合理的であるかという点よりもわくわくできるかというところを自問自答して、自分の幸せやわくわくする気持ちを追及できるようなスタッフが育てば、平安伸銅工業さんの成長にもつながるはずです。

経済的価値と社会的価値は両立しうるのか

大川:ありがとうございます!今回のイベントのテーマである経済的価値と社会的価値との両立について、但馬さんはどう考えていますか?

但馬:そうですね、僕はそもそも「社会課題の解決は儲からない」という考え方自体が信じられないと思っています。
そもそも企業活動って何かを解決する社会活動そのものなので、両立するのは当たり前なんですよね。
それをどう収益化させるのかは、ビジネスセンスだと思っています。
やりたいことに対して、どう儲かるかをめちゃくちゃ考える。
利用者からお金をもらうのか、国からなのか、あるいは寄付モデルを作るのか。

大川:確かに、考えつくしているかどうかは、とても大事ですね。
社会的価値の作り方も、儲かってはいけないとか、偏った発想で見ていた気がします。
そうではなくて、ビジネスの観点でも成り立たせるんだという思考の粘りを求められているなとは思いますね。

但馬:まずは商品を提供するスタッフの自己受容感を高めて、自分の幸せは何なのか考えながら、ニッチなまなざしをもって社会価値と経済価値の両立を考えるのが平安伸銅工業さんらしいアプローチではないでしょうか。

アプローチにはいろんな方法がありますが、もう一つ、私はファンベースをつくることも併せて必要だなと思っています。
熱狂的なファンがいてくれればチャレンジングな商品開発ができるなど、勇気のある行動ができるんです。
好きでいてほしいという姿勢ではなく、一緒に夢を追いかけようというスタンスです。
ぜひ「一緒に新しい暮らしを作りましょう!」というスタンスを持って、平安伸銅工業さんのファンを増やしていってください。

みんなの感想は?

今回は平安伸銅工業大阪本社とオンラインをつなぎ、社内外のメンバーが遠隔からも参加。
トークディスカッションで但馬さんの話を伺ったあとは、ダイアログの時間を設けました。

ダイアログでは、但馬さんの話をもとにそれぞれ感じたことを自由に話していただきました。

みなさんの声をいくつか抜粋してご紹介します。

■日本人は自分を好きでない傾向にあるというのは、私も海外に住んで身をもって実感したことです。
ドイツ人と日本人を比べると、自己受容感や自己肯定感があまりに違う。
自分を優先するドイツ人とふれあい、価値観が変わりました。
たしかに、日本人の自己受容感を高めるのは大きな課題だと思います。
また、どの商品を選ぶか考える際、機能だけではなく、情緒的な部分も大きく影響するので、ファンベースという考え方にはすごく納得しました。

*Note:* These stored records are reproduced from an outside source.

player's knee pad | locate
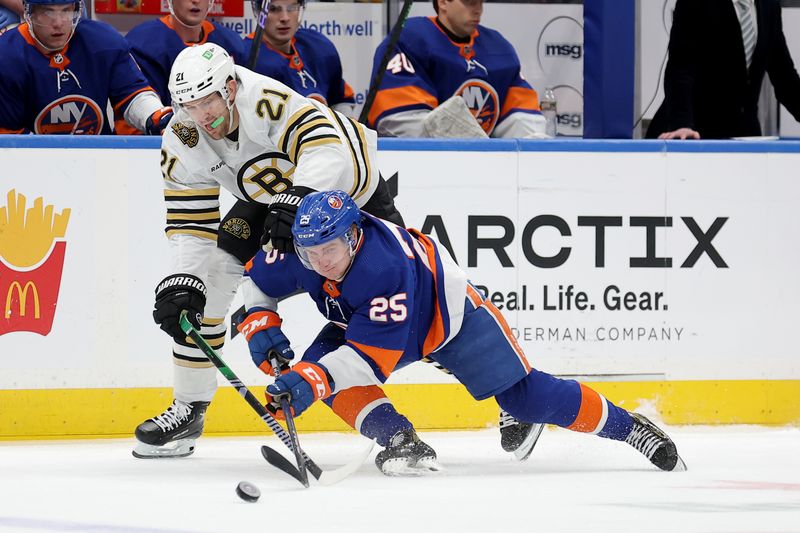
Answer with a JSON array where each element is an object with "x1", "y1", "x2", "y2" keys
[
  {"x1": 204, "y1": 248, "x2": 244, "y2": 319},
  {"x1": 495, "y1": 369, "x2": 581, "y2": 427}
]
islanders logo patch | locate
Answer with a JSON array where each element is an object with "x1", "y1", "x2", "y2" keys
[
  {"x1": 455, "y1": 79, "x2": 500, "y2": 135},
  {"x1": 34, "y1": 94, "x2": 105, "y2": 135}
]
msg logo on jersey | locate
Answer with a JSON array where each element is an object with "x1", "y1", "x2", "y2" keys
[
  {"x1": 455, "y1": 79, "x2": 500, "y2": 135},
  {"x1": 34, "y1": 94, "x2": 105, "y2": 135},
  {"x1": 236, "y1": 152, "x2": 295, "y2": 204}
]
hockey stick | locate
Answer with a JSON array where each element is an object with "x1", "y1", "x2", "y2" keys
[
  {"x1": 262, "y1": 350, "x2": 308, "y2": 487},
  {"x1": 180, "y1": 312, "x2": 375, "y2": 485},
  {"x1": 358, "y1": 0, "x2": 414, "y2": 124},
  {"x1": 245, "y1": 0, "x2": 269, "y2": 70}
]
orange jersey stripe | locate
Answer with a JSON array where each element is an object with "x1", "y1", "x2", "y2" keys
[
  {"x1": 567, "y1": 383, "x2": 603, "y2": 433},
  {"x1": 331, "y1": 385, "x2": 386, "y2": 429},
  {"x1": 368, "y1": 85, "x2": 439, "y2": 127},
  {"x1": 483, "y1": 300, "x2": 531, "y2": 373},
  {"x1": 347, "y1": 341, "x2": 403, "y2": 377},
  {"x1": 344, "y1": 82, "x2": 356, "y2": 99},
  {"x1": 500, "y1": 87, "x2": 540, "y2": 117},
  {"x1": 408, "y1": 229, "x2": 445, "y2": 357},
  {"x1": 467, "y1": 285, "x2": 483, "y2": 309}
]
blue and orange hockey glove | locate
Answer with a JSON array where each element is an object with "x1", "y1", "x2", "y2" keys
[
  {"x1": 266, "y1": 361, "x2": 334, "y2": 420},
  {"x1": 236, "y1": 307, "x2": 294, "y2": 376}
]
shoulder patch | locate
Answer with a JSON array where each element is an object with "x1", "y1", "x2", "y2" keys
[{"x1": 172, "y1": 122, "x2": 200, "y2": 148}]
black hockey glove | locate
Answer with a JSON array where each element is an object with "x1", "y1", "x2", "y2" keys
[
  {"x1": 261, "y1": 187, "x2": 316, "y2": 252},
  {"x1": 153, "y1": 274, "x2": 206, "y2": 341},
  {"x1": 144, "y1": 106, "x2": 172, "y2": 135}
]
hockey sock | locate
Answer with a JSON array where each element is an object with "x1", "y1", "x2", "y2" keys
[
  {"x1": 324, "y1": 385, "x2": 413, "y2": 448},
  {"x1": 495, "y1": 369, "x2": 633, "y2": 440}
]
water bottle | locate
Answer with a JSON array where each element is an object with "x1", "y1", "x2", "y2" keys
[{"x1": 539, "y1": 87, "x2": 558, "y2": 137}]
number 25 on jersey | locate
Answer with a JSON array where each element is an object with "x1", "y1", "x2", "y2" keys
[{"x1": 369, "y1": 292, "x2": 408, "y2": 322}]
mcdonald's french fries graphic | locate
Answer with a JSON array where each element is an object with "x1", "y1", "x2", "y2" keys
[{"x1": 0, "y1": 189, "x2": 70, "y2": 335}]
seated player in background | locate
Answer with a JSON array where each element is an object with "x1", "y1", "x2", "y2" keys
[
  {"x1": 0, "y1": 0, "x2": 22, "y2": 35},
  {"x1": 245, "y1": 0, "x2": 355, "y2": 117},
  {"x1": 244, "y1": 191, "x2": 685, "y2": 472},
  {"x1": 0, "y1": 0, "x2": 172, "y2": 135},
  {"x1": 125, "y1": 0, "x2": 246, "y2": 108},
  {"x1": 368, "y1": 0, "x2": 547, "y2": 138}
]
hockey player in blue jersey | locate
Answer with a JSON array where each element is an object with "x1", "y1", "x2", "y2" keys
[
  {"x1": 0, "y1": 0, "x2": 172, "y2": 135},
  {"x1": 369, "y1": 0, "x2": 547, "y2": 138},
  {"x1": 245, "y1": 191, "x2": 685, "y2": 472},
  {"x1": 245, "y1": 0, "x2": 355, "y2": 116},
  {"x1": 125, "y1": 0, "x2": 246, "y2": 109}
]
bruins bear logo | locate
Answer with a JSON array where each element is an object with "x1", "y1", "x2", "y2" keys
[
  {"x1": 172, "y1": 122, "x2": 200, "y2": 148},
  {"x1": 222, "y1": 218, "x2": 251, "y2": 240}
]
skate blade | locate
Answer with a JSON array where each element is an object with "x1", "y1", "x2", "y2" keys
[
  {"x1": 131, "y1": 439, "x2": 195, "y2": 459},
  {"x1": 381, "y1": 458, "x2": 444, "y2": 477},
  {"x1": 672, "y1": 455, "x2": 688, "y2": 472},
  {"x1": 514, "y1": 424, "x2": 544, "y2": 461}
]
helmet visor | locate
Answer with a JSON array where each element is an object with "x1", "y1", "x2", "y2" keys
[{"x1": 294, "y1": 232, "x2": 353, "y2": 280}]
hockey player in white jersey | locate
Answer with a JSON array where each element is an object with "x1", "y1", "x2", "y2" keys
[{"x1": 133, "y1": 43, "x2": 444, "y2": 458}]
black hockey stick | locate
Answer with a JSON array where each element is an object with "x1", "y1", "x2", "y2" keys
[
  {"x1": 268, "y1": 350, "x2": 308, "y2": 487},
  {"x1": 245, "y1": 0, "x2": 269, "y2": 70},
  {"x1": 180, "y1": 312, "x2": 375, "y2": 485},
  {"x1": 358, "y1": 0, "x2": 414, "y2": 124}
]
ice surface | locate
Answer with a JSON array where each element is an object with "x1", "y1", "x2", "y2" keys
[{"x1": 0, "y1": 426, "x2": 800, "y2": 533}]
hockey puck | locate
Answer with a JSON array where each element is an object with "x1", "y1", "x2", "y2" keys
[{"x1": 236, "y1": 481, "x2": 261, "y2": 503}]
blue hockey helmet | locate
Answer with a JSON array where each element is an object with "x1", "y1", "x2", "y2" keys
[
  {"x1": 292, "y1": 191, "x2": 362, "y2": 270},
  {"x1": 22, "y1": 0, "x2": 83, "y2": 51}
]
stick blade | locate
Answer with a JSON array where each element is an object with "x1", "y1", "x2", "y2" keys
[{"x1": 261, "y1": 445, "x2": 308, "y2": 488}]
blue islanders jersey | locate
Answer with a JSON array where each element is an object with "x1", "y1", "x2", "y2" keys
[
  {"x1": 244, "y1": 28, "x2": 355, "y2": 107},
  {"x1": 0, "y1": 20, "x2": 157, "y2": 135},
  {"x1": 245, "y1": 214, "x2": 467, "y2": 382},
  {"x1": 368, "y1": 17, "x2": 541, "y2": 135},
  {"x1": 125, "y1": 15, "x2": 246, "y2": 105}
]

■但馬さんのお話を聞いて、これまで形が曖昧だった「私らしい暮らし」の解像度が高まりました。
社内からだけでなく社外からも意見を募って、よりよい形を模索していけるとよいのかなと思います。

■社会的価値というと一見難しいことのような気がしますが、自分もこの社会の一員だということを理解して、何がしたいのか考えていくことが大切なんだなと、今日の話を通じて感じました。
パーソナルなところから快適さを重視していくことで、お客様や社会にも広がっていくことを願って、まずは自分がどうしたいのかを語り合えるような会社を目指せたらいいのかなと思います。

但馬さんから最後のメッセージ

僕は、小説「ハーメルンの笛吹き男」のように、欲しい未来に向けてお客様を巻き込んで社会を変えていくこともできるのかなと思っています。
たくさんの会社があり、技術だけ抜きんでるのは正直難しい。

では、どうやって選ばれる会社になるかというと、ユーザーの情緒を動かせるかどうかにかかっていると思っていて。
技術に加え世界観や想いといったプラスαの部分を押し出し、みんなで楽しみながら会社を盛り上げていけたらよいのかなと思っています。

本日はどうもありがとうございました!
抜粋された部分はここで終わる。